Jonas, Please post photo of finished tree for display with the pot oiled and mossed. I’d really enjoy seeing it. The pot selected would have been my choice as well. Honest, I chose before reading what you chose.
I have been using walnut oil on pots as well, don’t remember where I found out it was suitable. Do you have any opinions about it as opposed to camila oil or mineral oil?
Awesome improvement from jan 2012 to current. The subtle(but definitive) movement made all the difference for me. Not so sure in 2012, but it is clear now! Tree looks great, but why remove that root in the front before the show? Was it crisscrossing or something of that nature? I find that fresh wound at the nebari sort of distracting.
I second wanting to see the tree all dressed up for the show!
Pot 7 mate looks the best to me
Jonas Dupuich says
@Patrick – thanks for the note. I removed the root as it emerged above a larger root. The idea is that removing it will make the roots and base of the trunk look larger. I’ll try to camouflage the spot when I finish prepping the tree. (I’ll make pics at the exhibit.)
@Mac – Different people use different oils on their pots and stands. I tend to avoid mineral oils and use the oil from squashed walnuts for pots. I don’t recall the best use for camelia, enoki and other natural oils. Ill post an update if I get better information about this.
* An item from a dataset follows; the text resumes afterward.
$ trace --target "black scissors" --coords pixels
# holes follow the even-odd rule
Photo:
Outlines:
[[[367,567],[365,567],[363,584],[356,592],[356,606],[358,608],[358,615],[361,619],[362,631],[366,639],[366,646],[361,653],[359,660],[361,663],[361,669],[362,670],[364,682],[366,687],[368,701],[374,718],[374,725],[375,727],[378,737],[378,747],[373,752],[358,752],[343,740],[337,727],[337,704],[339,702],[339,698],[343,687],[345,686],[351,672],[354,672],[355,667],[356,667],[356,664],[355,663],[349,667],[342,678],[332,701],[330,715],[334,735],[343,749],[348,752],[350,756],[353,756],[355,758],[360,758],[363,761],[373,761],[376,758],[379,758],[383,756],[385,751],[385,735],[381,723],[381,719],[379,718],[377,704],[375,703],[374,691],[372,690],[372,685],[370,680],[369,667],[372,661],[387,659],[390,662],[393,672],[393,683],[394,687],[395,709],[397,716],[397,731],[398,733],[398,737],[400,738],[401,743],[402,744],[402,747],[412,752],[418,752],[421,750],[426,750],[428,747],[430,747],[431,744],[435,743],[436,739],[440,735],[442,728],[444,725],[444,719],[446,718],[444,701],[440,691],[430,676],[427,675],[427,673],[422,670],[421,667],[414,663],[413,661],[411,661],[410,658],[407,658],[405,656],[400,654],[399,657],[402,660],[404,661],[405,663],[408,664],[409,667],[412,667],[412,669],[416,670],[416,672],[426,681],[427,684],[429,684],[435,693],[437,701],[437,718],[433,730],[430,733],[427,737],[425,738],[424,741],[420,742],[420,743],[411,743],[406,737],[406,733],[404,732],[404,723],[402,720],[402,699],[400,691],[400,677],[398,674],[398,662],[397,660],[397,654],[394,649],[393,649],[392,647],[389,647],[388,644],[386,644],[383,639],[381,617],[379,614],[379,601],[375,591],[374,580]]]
@Graeme – very good question. I don’t always find it easy to get the foliage where I want it while showing off the branch structure at its best. In general, I think the silhouette here is a bit larger than I’d like it to be considering the size of the trunk, but I don’t have great branches to cut back to. I figured I’d show the tree as is, make some more cuts after the exhibit, and continue to aim towards making a more compact tree. Ideally I’d show more trunk and branch structure within a smaller overall silhouette. Thanks for asking about this!
Graeme Preston says
Training shohin black pine must feel like spinning plates sometimes. From the pictures above, it looks the the tree was repotted at a slightly different angle? I fee like I can see the junction of the main branch and the trunk better, which makes the foliage mass seem more connected the the tree. Visually I think the whole image is more integrated, and more powerful. Does that make sense? I also wish pot #8 was a little smaller, and maybe had slightly bigger feet. Thanks Jonas, good luck.
Jonas Dupuich says
Thanks Graeme – you noticed. Tilting and turning the tree just a bit can make a big difference. I think my favorite front is actually a bit to the right of where it is now, but it’s better than before. And yes, a slightly smaller pot 8 would be a good choice.
Nice job Jonas! This tree gets better Every time I see it. Marvellous work, the pot you picked makes sense!